RIBELLI E BRIGANTI (VI)
I PRIMI SUCCESSI DEGLI INSORTI LUCANI
La rotta subita dai francesi a Maida ha immediate ripercussioni nei paesi in cui opera, emissario del Viggiani, Donato Micucci. L’8 luglio l’ex alfiere borbonico si reca a Sarconi. Ha un rapido incontro con Carlo de Mauro, antico capomassa al seguito di Sciarpa nel 1799.
Assicuratosi che questi, con i figlioli Ciro, Michele e Nicola, s’avevano già procurate le armi per fare una seconda rivoluzione, il Micucci convoca i notabili locali e comunica loro, che le armate francesi, battute dagli inglesi, sono in rotta, che la Calabria e tutti i paesi del versante lucano del Pollino sono in armi e che Francesco di Borbone è tra gli insorti per guidarli alla riconquista del Regno. Alla riunione dei notabili segue una manifestazione antifrancese cui partecipa l’intera popolazione di questo piccolo centro abitato. Nello stesso giorno, dopo aver dichiarato decaduto il governo francese e ripristinata l’autorità della dinastia borbonica, il sindaco Nicola Lattaro e Nicola di Mauro, commissionati dal Popolo di Sarconi si recano oltre Lagonegro per incontrarsi nei pressi di Maratea con emissari borbonici dai quali ottengono incoraggiamenti, armi, danaro e promesse. Da Sarconi, ormai borbonica, il Micucci si reca sul Raparo dove sono le bande che qualche giorno prima hanno assalito Carbone e, assumendone il comando e il controllo affida loro il compito di raggiungere paesi delle valli del Sinni e dell’Agri dove il movimento antifrancese ha già i suoi agenti. Gli ottocento uomini raccolti sul Raparo vengono distribuiti in più colonne. Alcune scendono a Castelsaraceno, altre, lungo il Cogliandrino, s dirigono verso Lauria dove un reparto francese controlla ancora la situazione nonostante Giuseppe Pesce abbia già organizzato un centro insurrezionale a Laura Inferiore. Accolti favorevolmente dalla popolazione di Lauria, il 13 luglio gli insorgenti – preciserà il giudice Lombardi nella relazione da lui redatta nel gennaio del 1807 sui fatti di Lauria – assalirono il Comandante francese che con trenta uomini era in guarnigione, lo fugarono verso Rivello e pochi suoi soldati rinchiusero in prigione.

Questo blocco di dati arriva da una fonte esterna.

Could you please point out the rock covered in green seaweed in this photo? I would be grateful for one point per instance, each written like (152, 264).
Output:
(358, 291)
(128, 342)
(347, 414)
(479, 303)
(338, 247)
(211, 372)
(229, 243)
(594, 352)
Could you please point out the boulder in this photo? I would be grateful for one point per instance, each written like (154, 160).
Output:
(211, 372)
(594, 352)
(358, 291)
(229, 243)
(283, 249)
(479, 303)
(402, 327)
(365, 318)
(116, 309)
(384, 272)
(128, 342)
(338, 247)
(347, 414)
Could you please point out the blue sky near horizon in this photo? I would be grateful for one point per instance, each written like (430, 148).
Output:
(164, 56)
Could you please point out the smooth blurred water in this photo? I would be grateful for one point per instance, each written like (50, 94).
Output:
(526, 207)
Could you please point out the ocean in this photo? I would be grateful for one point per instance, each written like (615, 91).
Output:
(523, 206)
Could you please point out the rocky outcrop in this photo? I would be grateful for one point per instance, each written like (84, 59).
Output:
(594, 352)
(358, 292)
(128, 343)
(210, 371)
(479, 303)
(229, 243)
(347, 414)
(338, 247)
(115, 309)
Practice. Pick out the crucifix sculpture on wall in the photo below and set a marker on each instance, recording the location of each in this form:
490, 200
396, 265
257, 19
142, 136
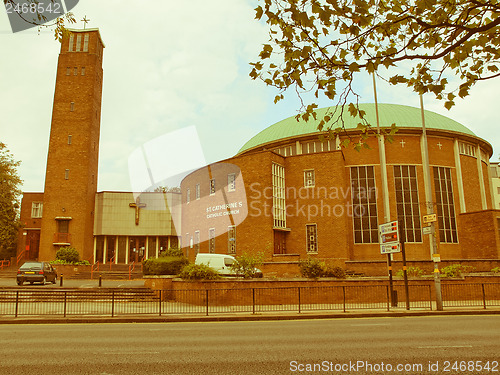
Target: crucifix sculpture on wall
137, 205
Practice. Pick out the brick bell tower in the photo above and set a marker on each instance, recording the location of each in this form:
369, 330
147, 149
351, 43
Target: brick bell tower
71, 176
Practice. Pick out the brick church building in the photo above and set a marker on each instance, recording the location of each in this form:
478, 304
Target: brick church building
118, 227
289, 195
286, 194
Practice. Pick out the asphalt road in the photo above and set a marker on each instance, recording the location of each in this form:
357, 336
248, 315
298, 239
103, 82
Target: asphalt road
75, 283
421, 345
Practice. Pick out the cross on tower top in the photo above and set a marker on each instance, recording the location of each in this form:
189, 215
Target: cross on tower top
85, 21
137, 205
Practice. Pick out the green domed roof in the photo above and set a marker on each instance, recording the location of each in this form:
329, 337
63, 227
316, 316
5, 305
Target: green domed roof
403, 116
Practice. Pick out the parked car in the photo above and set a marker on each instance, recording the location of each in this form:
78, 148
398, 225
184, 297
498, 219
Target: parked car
221, 263
40, 272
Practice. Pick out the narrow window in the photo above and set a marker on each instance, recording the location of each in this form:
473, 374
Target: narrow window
445, 205
279, 204
196, 242
86, 43
407, 203
364, 204
36, 209
231, 239
309, 178
63, 226
197, 191
231, 182
312, 238
71, 41
211, 240
212, 186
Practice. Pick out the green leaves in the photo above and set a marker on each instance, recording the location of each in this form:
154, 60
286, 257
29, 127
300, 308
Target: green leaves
314, 44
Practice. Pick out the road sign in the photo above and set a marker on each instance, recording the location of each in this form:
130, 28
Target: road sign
430, 218
389, 237
388, 248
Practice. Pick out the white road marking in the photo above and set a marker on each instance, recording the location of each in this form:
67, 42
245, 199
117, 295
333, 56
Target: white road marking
444, 346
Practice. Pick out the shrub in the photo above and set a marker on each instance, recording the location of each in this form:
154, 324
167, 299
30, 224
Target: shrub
79, 263
166, 265
311, 268
334, 271
198, 272
454, 270
172, 252
411, 272
67, 255
247, 265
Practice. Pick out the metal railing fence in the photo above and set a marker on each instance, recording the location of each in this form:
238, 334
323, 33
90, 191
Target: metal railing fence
116, 302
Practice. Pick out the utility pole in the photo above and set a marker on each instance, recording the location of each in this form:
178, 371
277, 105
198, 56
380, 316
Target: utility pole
385, 189
430, 210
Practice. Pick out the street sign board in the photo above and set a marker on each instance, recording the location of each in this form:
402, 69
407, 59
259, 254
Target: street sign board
388, 249
430, 218
389, 237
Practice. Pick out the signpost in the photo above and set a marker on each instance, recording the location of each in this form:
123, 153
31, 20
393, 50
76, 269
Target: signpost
388, 235
430, 218
389, 238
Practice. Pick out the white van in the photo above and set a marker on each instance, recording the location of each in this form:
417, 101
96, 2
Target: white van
221, 263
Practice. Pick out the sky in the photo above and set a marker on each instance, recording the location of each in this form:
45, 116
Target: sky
172, 66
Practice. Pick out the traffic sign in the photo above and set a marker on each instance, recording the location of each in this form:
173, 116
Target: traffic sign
388, 249
389, 237
430, 218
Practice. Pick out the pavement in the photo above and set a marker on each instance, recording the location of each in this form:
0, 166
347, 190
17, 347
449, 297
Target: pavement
171, 318
76, 283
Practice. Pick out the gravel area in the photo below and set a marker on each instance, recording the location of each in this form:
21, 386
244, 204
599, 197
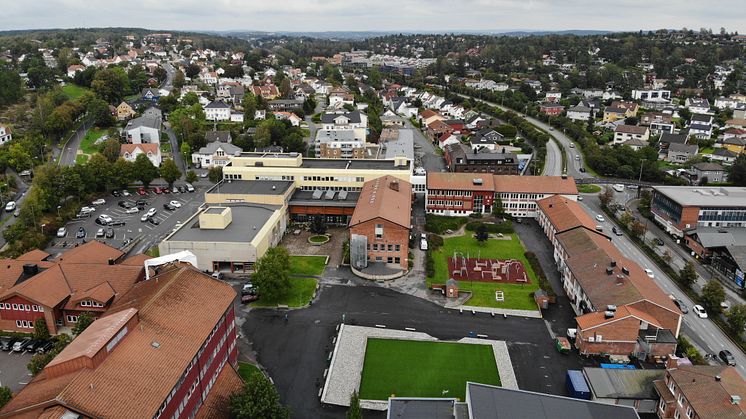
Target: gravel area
345, 371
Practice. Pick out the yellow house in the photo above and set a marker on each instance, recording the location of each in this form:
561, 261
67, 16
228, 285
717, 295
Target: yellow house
124, 111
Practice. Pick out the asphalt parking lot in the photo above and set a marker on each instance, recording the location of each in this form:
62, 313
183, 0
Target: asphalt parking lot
13, 371
294, 352
150, 234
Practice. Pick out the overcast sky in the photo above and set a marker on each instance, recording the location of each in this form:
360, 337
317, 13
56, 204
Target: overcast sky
377, 15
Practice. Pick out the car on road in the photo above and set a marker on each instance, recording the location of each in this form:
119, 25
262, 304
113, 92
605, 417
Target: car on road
700, 311
727, 357
681, 305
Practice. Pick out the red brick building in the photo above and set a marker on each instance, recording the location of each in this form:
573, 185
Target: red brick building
161, 352
86, 279
383, 216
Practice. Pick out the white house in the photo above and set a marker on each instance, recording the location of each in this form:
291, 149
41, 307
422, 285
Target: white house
214, 154
217, 110
130, 152
143, 130
5, 134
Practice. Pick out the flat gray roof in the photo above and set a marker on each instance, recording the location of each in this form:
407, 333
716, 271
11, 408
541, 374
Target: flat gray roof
252, 187
241, 229
703, 196
489, 402
420, 408
622, 383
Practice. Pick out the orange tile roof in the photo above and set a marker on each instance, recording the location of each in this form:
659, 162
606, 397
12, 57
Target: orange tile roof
709, 397
217, 403
564, 213
535, 184
136, 376
460, 181
379, 199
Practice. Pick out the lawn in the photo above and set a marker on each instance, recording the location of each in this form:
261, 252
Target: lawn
424, 369
73, 91
246, 370
88, 144
583, 188
307, 265
301, 292
517, 296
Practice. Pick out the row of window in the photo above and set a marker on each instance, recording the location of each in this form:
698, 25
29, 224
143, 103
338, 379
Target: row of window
21, 307
383, 247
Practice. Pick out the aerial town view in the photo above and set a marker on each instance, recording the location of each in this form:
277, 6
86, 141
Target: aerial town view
405, 210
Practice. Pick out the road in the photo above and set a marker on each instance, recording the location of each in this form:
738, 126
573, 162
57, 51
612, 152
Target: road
703, 332
553, 164
70, 151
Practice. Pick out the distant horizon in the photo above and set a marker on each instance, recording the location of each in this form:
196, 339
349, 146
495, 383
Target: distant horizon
387, 16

Padroni della situazione, gli insorti controllano ormai la zona e il giorno successivo affrontano un reparto polacco che si ritira dalla Calabria: di questi – preciserà il giudice Lombardi – molti fecero prigionieri e molti ne uccisero. Ed accolgono poi la colonna calabrese del Necco che vi giunge il 18 luglio.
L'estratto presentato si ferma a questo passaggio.